In some embodiments, the plurality of annotation requirement information is at least one of a plurality of voice requirement information set for voice annotation requirements and a plurality of text requirement information set for text annotation requirements.

Illustratively, when the technical solution of the embodiment of the present disclosure is applied to a voice annotation requirement, the plurality of annotation requirement information may be a plurality of voice requirement information. The voice marking requirement can comprise two applications of transcription and segmentation transcription, and the plurality of voice requirement information can comprise: timestamp demand information, transcription content demand information, and/or attribute demand information.

Wherein, the timestamp requirement information may be: in the case of segmenting transcription, a long-time speech is segmented into a plurality of short voices, and a start time point and a stop time point in the original speech of each short voice are recorded.

The transfer content requirement information may be: and marking the voice content of each short voice, namely the text content of the voice, wherein each short voice corresponds to the starting time point and the ending time point of the short voice in the original voice.

The attribute requirement information may be: and performing attribute labeling on each short voice and the text obtained by transcription, for example, labeling the speaker role of each short voice, whether the voice is clear, whether overlapped sound or noise exists, whether the voice belongs to system sound, and the like.

Illustratively, when the technical solution of the embodiment of the present disclosure is applied to a text annotation requirement, the plurality of annotation requirement information may be a plurality of text requirement information. The text annotation requirements can include two applications of text content review and text enrichment. For a text content review scenario, the plurality of text requirement information may include: the method comprises the following steps of text quality demand information, demand information related to sensitive content, demand information related to emotion types and/or demand information related to semantic judgment and the like. For a text enrichment review scenario, the plurality of text requirement information may include: the system comprises human-computer conversation checking demand information, character object checking demand information, text translation demand information, question enrichment demand information and/or answer enrichment demand information and the like.

In the embodiment of the disclosure, the specific requirement information for the voice label and/or the text label is explained, so that the task division can be performed on the voice label and/or the text label according to the information processing method provided by the disclosure, and a labeling person only needs to know the received labeling requirements related to the labeling task without knowing all labeling requirements, thereby reducing the labeling difficulty and effectively improving the labeling efficiency of the voice label and/or the text label.

As shown in fig. 2, which is a schematic diagram of an information processing method according to a second embodiment of the disclosure, the method may include the following steps:

s201: and determining a plurality of marking requirement information.

It should be noted that, some steps in this embodiment are the same as or similar to some steps in the foregoing embodiment, and are not repeated herein for the sake of brevity of description.

S202: and determining a first association relation among the plurality of annotation requirement information.

S203: according to the first incidence relation, the annotation tasks corresponding to the two pieces of annotation demand information with incidence relation are determined as a serial distribution mode, and the annotation tasks corresponding to the two pieces of annotation demand information without incidence relation are determined as a parallel distribution mode.

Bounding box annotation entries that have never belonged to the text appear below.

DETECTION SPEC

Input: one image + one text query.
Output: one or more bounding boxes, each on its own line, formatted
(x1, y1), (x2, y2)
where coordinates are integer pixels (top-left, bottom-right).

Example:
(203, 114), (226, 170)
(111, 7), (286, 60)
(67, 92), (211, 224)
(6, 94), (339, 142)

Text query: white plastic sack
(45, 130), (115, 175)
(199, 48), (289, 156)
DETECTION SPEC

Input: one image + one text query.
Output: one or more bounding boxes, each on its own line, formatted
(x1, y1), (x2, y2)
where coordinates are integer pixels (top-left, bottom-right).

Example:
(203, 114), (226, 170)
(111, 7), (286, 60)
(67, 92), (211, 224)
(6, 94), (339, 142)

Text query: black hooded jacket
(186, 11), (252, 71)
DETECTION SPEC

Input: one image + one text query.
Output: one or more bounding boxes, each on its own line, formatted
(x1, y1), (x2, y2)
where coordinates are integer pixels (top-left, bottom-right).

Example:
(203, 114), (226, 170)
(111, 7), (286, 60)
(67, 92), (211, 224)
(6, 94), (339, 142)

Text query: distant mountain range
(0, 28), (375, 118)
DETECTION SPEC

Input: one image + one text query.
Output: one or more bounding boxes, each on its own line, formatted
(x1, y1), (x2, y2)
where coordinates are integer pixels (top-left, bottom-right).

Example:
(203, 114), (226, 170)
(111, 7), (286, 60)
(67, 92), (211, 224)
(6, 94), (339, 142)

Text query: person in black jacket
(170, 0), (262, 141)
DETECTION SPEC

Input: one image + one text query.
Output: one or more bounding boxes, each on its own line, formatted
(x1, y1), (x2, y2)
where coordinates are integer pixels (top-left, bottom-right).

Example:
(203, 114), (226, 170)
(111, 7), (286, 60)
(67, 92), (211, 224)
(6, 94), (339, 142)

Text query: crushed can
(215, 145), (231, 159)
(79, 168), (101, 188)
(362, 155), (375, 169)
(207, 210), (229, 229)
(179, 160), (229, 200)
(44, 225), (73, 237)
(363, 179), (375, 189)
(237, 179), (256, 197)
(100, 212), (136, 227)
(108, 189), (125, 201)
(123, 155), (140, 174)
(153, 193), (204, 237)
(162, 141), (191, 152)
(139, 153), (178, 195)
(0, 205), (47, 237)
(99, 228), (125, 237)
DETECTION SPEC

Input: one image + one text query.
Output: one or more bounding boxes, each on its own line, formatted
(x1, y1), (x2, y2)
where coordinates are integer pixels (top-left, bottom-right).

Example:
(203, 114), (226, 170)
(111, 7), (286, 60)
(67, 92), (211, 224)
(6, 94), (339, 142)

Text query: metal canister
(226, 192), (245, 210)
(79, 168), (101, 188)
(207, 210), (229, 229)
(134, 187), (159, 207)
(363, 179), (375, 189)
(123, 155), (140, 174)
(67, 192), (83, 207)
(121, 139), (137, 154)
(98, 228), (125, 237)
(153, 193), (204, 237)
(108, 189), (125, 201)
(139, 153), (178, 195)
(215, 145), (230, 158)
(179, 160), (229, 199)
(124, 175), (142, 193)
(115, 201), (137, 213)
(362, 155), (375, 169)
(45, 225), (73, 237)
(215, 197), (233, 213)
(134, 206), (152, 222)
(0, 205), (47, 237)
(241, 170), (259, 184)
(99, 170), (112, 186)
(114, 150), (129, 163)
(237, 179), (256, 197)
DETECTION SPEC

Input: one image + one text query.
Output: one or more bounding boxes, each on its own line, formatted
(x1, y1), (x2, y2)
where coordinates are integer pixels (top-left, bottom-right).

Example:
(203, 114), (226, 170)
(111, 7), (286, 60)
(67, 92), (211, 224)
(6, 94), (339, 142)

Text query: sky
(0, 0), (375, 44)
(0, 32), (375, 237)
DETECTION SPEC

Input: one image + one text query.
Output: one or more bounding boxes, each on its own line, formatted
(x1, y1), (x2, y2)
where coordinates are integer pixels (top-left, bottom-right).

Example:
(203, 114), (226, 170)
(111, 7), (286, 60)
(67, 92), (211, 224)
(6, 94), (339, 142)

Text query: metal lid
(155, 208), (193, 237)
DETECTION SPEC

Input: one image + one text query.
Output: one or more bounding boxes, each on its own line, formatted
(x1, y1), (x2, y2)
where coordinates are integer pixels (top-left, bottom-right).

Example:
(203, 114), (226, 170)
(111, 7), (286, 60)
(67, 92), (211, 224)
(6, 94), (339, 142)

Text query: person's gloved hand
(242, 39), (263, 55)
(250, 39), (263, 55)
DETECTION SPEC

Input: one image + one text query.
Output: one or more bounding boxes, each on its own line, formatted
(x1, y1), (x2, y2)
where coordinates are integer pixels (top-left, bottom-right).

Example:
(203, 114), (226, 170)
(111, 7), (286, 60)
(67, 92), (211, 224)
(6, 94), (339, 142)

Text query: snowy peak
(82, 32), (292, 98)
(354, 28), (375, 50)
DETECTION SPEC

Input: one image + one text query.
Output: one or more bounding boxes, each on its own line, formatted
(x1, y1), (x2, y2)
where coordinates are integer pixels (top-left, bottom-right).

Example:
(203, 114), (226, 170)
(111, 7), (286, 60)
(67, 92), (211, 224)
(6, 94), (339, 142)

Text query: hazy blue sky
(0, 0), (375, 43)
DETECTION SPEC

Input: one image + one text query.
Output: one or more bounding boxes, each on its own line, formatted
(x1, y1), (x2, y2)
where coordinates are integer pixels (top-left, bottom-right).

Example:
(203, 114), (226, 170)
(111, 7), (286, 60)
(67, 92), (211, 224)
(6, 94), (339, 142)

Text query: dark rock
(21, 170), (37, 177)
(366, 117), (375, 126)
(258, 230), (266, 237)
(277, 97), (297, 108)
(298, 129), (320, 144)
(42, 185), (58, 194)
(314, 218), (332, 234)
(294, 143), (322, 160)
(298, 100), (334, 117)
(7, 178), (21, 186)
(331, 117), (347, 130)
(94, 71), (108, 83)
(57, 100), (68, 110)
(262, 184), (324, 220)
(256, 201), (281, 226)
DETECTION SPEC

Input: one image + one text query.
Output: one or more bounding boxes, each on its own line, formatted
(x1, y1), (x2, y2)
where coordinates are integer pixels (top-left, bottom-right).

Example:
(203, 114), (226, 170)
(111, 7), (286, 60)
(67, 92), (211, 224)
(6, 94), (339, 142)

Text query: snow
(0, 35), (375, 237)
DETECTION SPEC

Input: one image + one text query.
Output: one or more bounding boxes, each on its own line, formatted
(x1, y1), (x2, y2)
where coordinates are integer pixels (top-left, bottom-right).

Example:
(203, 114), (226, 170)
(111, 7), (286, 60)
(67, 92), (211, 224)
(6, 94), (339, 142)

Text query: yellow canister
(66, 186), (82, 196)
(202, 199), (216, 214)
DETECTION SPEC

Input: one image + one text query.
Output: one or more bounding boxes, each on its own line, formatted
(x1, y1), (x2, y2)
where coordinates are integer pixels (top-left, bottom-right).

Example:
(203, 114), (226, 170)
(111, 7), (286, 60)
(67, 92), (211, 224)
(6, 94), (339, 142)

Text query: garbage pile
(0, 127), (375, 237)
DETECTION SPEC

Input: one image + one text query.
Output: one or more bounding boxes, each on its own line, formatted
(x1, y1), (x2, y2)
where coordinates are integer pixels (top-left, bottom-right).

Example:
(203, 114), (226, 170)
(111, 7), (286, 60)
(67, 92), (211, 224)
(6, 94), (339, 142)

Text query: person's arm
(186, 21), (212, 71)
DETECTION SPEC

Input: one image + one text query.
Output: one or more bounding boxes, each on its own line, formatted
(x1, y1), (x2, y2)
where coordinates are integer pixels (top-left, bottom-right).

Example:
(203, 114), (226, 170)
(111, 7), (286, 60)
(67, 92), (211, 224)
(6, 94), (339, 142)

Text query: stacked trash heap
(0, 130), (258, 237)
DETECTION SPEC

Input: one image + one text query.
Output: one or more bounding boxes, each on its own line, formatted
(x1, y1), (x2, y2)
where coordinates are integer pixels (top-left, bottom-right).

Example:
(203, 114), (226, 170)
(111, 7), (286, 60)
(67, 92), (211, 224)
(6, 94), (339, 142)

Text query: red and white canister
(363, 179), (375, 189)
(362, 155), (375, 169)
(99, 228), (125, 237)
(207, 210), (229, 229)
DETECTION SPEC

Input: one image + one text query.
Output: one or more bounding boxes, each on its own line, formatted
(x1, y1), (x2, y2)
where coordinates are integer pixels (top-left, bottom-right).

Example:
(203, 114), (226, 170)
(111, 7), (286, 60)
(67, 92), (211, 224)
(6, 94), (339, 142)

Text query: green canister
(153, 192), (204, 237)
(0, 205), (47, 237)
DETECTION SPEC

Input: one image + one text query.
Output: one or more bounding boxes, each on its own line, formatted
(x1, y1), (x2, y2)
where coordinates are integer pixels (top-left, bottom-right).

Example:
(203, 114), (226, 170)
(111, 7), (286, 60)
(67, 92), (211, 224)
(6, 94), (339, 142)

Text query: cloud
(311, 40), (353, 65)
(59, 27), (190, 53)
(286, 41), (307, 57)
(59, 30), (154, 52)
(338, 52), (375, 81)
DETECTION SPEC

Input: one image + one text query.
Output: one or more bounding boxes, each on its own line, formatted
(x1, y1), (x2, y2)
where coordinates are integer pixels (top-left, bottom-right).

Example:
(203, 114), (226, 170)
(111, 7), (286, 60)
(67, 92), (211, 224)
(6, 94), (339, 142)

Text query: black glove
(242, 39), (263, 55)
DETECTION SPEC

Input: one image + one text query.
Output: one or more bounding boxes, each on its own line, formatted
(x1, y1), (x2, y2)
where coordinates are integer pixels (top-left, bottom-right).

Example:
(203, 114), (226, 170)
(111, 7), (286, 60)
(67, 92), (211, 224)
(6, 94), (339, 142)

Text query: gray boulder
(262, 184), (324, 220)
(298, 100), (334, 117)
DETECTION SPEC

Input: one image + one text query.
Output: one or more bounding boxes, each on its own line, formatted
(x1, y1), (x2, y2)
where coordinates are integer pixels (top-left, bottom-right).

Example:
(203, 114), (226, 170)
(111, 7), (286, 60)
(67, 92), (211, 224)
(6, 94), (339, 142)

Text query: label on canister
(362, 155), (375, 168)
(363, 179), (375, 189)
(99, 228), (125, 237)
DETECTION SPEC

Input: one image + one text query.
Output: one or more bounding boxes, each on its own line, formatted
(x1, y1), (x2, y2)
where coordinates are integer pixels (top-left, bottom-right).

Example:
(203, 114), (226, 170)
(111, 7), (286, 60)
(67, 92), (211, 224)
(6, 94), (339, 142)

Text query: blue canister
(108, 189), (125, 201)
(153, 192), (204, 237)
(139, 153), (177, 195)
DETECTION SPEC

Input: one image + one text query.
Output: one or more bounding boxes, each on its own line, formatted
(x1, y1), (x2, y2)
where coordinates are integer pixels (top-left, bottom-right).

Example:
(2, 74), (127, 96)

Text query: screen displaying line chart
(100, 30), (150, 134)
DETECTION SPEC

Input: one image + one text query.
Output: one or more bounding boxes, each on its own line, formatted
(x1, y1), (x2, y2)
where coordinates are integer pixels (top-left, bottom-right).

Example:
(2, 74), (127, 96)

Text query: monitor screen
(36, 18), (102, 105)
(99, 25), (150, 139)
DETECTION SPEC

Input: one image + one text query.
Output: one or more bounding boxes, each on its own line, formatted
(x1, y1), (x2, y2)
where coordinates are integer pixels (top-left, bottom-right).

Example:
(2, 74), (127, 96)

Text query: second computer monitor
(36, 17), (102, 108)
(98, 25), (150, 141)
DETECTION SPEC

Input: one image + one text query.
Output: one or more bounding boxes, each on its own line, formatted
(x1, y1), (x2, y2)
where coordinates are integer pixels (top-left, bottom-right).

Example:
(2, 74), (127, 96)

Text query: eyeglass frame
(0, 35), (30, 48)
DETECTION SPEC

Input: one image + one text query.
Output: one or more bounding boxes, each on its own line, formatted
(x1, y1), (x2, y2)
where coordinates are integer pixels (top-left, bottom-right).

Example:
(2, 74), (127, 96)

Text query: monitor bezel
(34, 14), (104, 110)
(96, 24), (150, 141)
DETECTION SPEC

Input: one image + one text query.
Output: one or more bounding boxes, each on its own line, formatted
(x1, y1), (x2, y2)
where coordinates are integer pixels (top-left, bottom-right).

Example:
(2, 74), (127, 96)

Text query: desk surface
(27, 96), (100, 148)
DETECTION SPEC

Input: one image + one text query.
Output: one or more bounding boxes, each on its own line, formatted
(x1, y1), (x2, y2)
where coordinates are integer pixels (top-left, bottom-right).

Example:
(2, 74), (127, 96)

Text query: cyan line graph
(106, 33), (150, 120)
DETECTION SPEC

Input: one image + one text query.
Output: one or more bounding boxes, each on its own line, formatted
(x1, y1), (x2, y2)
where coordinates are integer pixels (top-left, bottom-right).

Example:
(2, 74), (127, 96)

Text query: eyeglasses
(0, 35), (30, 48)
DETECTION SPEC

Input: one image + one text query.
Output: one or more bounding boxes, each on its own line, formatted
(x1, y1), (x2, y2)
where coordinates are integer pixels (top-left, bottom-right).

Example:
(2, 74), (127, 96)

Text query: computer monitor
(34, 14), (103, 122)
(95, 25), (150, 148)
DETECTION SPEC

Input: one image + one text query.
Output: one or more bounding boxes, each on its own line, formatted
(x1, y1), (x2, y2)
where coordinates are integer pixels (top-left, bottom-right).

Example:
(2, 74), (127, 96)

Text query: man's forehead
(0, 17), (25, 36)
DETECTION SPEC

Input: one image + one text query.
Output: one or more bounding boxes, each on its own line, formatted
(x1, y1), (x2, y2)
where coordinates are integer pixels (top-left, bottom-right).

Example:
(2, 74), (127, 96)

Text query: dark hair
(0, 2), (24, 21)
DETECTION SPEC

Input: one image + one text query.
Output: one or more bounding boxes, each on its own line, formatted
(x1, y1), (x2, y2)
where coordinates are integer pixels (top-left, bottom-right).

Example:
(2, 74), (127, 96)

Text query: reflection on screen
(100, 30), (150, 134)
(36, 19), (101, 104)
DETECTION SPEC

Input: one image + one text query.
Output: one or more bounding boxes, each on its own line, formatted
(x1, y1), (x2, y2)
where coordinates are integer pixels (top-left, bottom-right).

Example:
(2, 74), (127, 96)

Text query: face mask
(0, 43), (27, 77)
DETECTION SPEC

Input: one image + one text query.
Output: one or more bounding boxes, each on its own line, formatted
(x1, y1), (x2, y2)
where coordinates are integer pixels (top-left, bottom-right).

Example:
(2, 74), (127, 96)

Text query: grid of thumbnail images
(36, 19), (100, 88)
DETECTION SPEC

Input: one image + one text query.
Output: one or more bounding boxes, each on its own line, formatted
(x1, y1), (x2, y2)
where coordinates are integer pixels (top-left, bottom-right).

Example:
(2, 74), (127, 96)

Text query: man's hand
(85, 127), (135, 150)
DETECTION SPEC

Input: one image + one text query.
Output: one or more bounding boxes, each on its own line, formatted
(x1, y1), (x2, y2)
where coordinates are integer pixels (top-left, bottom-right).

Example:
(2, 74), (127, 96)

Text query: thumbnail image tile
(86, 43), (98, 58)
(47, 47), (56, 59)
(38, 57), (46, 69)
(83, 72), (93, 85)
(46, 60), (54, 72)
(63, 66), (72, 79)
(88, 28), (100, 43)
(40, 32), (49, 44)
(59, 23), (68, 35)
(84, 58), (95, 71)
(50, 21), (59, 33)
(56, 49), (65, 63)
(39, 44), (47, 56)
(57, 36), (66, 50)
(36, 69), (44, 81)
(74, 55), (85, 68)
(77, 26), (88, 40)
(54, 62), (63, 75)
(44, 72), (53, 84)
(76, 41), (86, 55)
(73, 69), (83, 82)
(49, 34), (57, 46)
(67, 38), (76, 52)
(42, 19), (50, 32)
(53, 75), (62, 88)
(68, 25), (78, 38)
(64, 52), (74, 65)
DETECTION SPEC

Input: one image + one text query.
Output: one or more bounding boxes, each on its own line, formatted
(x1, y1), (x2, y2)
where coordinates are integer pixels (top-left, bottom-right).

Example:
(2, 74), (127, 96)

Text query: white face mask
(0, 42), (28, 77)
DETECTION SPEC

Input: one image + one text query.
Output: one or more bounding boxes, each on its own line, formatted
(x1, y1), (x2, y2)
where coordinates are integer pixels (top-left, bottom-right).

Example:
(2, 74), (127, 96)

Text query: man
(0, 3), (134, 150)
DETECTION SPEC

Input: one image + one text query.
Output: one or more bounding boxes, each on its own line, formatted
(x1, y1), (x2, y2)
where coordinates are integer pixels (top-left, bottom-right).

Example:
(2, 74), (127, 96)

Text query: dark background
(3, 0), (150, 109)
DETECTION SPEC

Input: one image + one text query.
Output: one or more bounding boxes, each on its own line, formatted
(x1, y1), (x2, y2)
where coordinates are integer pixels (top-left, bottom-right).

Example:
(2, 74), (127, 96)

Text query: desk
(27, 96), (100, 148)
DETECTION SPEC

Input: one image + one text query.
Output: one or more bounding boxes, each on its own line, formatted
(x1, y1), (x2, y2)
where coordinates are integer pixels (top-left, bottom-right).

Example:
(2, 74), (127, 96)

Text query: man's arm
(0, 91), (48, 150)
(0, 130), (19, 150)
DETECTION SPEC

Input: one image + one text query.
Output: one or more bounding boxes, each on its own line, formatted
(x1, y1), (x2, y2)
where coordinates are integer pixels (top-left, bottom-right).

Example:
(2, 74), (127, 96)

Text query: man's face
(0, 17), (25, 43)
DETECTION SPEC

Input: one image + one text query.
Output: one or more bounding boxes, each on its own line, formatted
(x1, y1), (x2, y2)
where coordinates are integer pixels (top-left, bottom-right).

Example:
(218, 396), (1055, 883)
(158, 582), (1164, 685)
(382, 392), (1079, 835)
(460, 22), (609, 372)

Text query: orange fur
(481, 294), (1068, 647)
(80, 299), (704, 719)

When the two pieces of labeling requirement information have an incidence relation, a distribution sequence exists between the labeling tasks of the two pieces of labeling requirement information, and the distribution sequence is a serial distribution mode. When the two pieces of marking demand information have a parallel relation, the execution of the marking tasks of the two pieces of marking demand information are independent, no mutual influence exists, and the two pieces of marking demand information are distributed in a parallel mode.

S204: and distributing the plurality of annotation tasks according to a distribution mode.

In the second embodiment of the present disclosure, after determining the plurality of annotation demand information, a first association relationship between the plurality of annotation demand information may be determined. And then according to the first incidence relation, determining the labeling tasks corresponding to the two pieces of labeling requirement information with incidence relation as a serial distribution mode, and determining the labeling tasks corresponding to the two pieces of labeling requirement information without incidence relation as a parallel distribution mode. The distribution mode corresponding to the labeling requirement information is confirmed through the first incidence relation so as to obtain a parallel or serial distribution mode, the corresponding labeling tasks are distributed through the parallel or serial distribution mode, automatic distribution of the tasks is achieved, labeling personnel do not need to know all labeling requirements, and only need to know the received labeling requirements related to the labeling tasks, so that labeling difficulty is reduced, and distribution efficiency is improved.

In practical application, the division of the annotation task needs to depend on the association relationship between the annotation task and the annotation object, for example, in practical application, there may be a sequential annotation sequence between the annotation tasks of any two pieces of annotation demand information, and the annotation sequence of the annotation demand information can be confirmed, so as to distribute the annotation tasks according to the corresponding annotation sequence.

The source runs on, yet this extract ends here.